The teacher began to hand out papers, it was the test from yesterday. Jennifer gulped as he handed her paper upside down. Never a good sign. And it wasn't indeed. Jennifer winced as she saw the grade, a 73/100, she was surprised she even made that much. She looked back at the wrong questions, so many easy and simple mistakes Jennifer could have kicked herself for being so stupid. Jennifer looked back at the grade, a 52, how could she have been so unprepared for this test. "I just don't understand any of this." Jennifer muttered to herself, growing more frustrated as the numbers became even more confusing as she went down the list. Numbers blurred together with letters and shapes in a way Jennifer swore she had never seen. Jennifer's eyes stared at one symbol, why that one is just a squiggly line! Jennifer rolled her eyes as she put the paper down, she would have to hide it from her parents, she'd get in a lot of trouble for getting a 10 on a test.
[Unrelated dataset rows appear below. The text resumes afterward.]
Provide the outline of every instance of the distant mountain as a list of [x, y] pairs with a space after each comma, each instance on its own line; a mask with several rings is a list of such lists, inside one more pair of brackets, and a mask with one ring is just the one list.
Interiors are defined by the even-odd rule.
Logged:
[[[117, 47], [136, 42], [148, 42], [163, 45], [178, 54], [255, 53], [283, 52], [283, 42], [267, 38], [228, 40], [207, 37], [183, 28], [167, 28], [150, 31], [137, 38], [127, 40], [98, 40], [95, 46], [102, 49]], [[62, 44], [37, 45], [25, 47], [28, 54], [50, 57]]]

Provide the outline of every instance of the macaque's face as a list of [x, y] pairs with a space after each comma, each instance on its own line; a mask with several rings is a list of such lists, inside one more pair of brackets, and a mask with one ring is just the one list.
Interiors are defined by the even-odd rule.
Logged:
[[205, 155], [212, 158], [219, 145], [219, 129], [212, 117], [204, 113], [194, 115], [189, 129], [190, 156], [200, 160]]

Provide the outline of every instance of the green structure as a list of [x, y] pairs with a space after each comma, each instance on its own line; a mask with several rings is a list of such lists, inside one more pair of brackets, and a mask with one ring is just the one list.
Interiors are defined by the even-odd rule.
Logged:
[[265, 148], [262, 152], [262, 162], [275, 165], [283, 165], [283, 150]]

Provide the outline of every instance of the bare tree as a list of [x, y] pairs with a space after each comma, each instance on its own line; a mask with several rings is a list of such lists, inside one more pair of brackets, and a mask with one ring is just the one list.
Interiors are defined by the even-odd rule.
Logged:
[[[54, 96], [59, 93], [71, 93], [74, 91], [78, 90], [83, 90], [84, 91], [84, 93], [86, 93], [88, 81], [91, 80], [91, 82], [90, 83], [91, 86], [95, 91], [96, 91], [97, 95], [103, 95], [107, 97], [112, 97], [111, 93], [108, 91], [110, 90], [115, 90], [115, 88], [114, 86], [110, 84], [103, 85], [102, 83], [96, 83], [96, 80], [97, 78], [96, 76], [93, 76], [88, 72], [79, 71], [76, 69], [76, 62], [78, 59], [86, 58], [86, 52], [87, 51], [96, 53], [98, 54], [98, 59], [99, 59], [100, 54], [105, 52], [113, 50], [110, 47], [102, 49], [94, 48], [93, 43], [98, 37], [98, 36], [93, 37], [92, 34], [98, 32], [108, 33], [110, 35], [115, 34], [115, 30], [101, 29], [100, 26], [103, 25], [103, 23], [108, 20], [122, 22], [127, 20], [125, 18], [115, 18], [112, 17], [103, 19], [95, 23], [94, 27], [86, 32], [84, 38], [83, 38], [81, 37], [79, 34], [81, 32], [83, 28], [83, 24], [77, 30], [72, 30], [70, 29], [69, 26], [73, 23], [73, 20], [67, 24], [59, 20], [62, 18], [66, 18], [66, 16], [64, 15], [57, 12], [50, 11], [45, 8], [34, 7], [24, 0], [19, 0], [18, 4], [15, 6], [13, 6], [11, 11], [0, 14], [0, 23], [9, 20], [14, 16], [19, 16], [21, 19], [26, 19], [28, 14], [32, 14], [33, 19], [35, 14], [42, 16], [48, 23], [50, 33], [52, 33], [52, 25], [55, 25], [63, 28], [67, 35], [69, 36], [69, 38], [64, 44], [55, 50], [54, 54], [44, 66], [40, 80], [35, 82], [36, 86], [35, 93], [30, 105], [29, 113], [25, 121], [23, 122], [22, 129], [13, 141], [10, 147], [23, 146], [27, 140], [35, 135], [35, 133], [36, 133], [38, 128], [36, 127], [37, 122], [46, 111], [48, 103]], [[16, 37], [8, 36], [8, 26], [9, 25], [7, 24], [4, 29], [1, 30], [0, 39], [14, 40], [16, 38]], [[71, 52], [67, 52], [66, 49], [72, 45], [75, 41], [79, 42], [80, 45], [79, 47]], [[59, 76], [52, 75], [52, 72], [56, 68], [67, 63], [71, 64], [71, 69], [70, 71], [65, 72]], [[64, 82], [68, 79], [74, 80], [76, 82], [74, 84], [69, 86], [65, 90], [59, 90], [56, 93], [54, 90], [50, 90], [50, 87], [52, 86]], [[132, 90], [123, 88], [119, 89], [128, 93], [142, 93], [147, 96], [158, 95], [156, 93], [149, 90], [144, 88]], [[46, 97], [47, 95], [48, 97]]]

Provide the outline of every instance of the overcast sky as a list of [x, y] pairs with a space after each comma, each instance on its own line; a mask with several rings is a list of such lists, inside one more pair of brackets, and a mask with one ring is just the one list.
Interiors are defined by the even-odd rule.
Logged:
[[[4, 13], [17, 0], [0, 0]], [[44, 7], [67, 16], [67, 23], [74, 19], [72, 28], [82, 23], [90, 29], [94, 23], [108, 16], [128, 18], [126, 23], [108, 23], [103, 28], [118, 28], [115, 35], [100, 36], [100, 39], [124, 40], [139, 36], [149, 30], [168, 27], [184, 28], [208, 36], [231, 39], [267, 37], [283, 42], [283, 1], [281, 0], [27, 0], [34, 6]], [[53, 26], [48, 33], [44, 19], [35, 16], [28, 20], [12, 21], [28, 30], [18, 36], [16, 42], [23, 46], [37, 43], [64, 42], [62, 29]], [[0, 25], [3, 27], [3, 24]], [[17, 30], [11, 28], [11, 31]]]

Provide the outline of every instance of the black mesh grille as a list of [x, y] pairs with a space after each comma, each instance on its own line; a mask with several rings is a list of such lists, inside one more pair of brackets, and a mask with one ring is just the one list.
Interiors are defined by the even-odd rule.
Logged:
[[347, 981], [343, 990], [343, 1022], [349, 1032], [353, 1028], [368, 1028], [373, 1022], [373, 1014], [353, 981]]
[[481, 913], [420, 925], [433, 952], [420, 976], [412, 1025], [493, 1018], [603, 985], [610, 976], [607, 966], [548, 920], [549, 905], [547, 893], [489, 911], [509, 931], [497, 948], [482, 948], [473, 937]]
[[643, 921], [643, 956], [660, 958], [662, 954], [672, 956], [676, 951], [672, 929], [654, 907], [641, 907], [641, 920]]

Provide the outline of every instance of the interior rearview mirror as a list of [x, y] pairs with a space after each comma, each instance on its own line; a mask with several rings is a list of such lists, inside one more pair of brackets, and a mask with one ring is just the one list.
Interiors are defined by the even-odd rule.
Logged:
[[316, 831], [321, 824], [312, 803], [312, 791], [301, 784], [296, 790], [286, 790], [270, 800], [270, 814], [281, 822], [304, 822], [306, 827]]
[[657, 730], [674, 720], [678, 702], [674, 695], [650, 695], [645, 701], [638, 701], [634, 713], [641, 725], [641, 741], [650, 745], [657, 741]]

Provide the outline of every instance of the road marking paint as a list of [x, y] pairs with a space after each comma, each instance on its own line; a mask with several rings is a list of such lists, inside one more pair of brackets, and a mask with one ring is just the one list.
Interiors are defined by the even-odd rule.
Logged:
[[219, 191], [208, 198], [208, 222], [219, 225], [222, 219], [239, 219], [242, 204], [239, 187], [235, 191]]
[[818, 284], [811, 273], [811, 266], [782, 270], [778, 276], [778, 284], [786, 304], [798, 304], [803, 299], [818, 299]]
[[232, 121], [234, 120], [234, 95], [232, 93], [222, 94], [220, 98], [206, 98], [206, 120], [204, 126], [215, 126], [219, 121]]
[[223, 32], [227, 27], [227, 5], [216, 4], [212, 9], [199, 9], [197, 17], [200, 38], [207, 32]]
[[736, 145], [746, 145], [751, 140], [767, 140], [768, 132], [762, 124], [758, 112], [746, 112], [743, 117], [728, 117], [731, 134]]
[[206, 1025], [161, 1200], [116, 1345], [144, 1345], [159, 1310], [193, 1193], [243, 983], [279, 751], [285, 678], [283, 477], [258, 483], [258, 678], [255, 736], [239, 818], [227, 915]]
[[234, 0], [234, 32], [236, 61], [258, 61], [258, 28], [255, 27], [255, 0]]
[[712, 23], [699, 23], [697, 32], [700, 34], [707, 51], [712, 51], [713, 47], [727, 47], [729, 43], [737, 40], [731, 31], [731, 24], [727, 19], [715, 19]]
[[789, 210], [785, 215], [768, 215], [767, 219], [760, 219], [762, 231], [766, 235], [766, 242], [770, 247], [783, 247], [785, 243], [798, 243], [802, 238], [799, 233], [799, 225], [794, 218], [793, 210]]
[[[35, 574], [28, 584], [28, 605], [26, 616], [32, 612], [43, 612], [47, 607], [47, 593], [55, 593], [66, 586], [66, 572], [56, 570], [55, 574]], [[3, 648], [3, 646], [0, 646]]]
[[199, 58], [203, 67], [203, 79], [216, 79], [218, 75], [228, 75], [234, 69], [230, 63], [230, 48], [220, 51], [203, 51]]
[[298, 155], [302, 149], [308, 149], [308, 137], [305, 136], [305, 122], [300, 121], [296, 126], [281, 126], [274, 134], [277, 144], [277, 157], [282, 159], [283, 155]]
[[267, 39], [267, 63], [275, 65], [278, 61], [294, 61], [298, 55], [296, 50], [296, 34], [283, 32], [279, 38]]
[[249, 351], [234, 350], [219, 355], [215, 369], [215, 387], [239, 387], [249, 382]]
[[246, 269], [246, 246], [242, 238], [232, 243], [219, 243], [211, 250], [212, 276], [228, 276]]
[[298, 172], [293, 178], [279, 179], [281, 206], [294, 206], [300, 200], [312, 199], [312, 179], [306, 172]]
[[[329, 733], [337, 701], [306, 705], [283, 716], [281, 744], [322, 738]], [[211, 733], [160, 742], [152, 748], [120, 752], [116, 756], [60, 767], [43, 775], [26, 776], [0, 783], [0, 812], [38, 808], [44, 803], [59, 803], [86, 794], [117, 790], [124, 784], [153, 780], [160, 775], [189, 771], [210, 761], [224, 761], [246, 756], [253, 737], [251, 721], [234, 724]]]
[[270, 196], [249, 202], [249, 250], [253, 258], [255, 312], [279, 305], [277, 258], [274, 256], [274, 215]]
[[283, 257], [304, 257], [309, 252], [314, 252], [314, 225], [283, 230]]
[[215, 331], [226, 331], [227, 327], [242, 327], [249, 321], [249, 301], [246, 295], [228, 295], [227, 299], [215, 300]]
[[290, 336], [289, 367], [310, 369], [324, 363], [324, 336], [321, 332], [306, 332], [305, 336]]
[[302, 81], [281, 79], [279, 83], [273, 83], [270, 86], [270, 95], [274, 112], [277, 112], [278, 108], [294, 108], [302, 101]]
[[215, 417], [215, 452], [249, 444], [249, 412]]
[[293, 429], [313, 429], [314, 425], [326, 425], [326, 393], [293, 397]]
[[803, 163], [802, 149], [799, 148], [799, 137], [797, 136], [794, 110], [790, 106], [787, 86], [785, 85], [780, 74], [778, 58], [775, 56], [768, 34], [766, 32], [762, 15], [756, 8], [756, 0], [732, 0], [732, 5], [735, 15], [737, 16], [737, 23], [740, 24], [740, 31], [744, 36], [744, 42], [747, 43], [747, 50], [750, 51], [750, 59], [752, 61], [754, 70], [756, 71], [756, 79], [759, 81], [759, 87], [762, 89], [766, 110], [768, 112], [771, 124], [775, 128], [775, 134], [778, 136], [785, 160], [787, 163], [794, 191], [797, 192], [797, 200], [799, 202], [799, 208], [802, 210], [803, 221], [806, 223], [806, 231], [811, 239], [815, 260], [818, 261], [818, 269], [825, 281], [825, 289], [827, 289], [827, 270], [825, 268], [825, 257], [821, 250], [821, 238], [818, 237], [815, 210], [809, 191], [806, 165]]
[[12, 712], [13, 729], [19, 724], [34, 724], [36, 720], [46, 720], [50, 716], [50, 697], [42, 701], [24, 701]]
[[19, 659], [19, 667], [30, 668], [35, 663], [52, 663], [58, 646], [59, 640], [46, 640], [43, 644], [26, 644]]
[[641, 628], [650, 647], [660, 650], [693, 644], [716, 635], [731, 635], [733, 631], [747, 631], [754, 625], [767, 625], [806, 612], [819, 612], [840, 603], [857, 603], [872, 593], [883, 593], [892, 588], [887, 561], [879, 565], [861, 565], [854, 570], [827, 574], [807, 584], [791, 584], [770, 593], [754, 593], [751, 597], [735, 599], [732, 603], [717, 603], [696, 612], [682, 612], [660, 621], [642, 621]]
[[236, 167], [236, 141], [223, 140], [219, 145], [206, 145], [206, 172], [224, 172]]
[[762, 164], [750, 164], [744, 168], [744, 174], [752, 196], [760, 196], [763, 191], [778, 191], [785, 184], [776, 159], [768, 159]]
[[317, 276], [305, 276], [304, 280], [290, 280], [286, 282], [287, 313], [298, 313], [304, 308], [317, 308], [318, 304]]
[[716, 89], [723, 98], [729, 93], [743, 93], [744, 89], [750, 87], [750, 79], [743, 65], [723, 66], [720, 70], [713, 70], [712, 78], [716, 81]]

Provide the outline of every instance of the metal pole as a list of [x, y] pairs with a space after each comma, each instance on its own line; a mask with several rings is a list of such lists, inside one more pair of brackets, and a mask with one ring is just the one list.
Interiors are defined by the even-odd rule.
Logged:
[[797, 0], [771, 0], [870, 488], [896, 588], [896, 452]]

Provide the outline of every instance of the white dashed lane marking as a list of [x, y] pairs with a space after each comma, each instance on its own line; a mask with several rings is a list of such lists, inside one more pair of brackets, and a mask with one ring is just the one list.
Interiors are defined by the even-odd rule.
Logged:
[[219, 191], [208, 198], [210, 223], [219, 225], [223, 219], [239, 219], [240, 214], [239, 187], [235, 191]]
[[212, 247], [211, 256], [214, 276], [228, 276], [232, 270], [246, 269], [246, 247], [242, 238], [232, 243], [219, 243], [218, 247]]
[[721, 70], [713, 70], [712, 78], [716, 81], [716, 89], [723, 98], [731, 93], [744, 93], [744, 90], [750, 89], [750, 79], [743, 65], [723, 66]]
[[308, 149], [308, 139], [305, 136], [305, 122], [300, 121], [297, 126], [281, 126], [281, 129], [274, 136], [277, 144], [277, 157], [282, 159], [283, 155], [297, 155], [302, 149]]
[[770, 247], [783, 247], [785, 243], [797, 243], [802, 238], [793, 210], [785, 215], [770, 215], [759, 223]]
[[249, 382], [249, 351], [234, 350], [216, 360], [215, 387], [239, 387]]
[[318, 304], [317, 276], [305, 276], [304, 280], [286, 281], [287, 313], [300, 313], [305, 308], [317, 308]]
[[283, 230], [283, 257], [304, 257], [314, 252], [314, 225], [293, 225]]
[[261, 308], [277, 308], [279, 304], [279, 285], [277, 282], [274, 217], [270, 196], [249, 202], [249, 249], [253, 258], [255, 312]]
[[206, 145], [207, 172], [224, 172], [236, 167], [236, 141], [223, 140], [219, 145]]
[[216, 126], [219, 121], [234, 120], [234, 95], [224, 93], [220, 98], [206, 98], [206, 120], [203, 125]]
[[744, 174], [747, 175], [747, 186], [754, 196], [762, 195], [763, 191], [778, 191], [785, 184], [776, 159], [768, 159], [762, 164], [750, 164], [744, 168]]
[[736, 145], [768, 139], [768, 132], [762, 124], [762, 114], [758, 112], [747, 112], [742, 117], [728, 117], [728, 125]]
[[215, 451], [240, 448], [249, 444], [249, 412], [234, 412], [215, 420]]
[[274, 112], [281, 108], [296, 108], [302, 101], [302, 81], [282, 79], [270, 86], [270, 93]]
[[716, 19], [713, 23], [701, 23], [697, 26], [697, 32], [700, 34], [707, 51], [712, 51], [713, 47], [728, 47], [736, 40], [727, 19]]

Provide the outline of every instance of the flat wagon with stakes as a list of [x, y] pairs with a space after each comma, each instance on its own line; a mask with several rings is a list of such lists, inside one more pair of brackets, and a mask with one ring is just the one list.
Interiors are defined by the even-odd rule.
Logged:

The rest of the class was horrible for Jennifer, each scrawling on the chalkboard was like a cavepainting to her, and the teachers words left nothing to even guess at. Jennifer signed a breath of relief as the bell rang. Jennifer grabbed her bag as she quickly left the room.
As she went to her locker she tried to open the lock. Even the symbols around it seemed archaic, Jennifer fiddled with it more before she grew frustrated. She pulled out her hand and started to count down on her fingers, ten, nine, eight, uh....three, two one! She got most of them, that was good right? Sure she might not have been good with numbers, nobody was afterall, you'd need to be a genius to understand anything Wilson was teaching.
Jennifer looked back at her locker, instead were simple shapes around the outside, easily opened. Jennifer grabbed her books, abit thicker now as simple concepts of math were now spelled out at length. Numbers now substituted with various shapes and letters.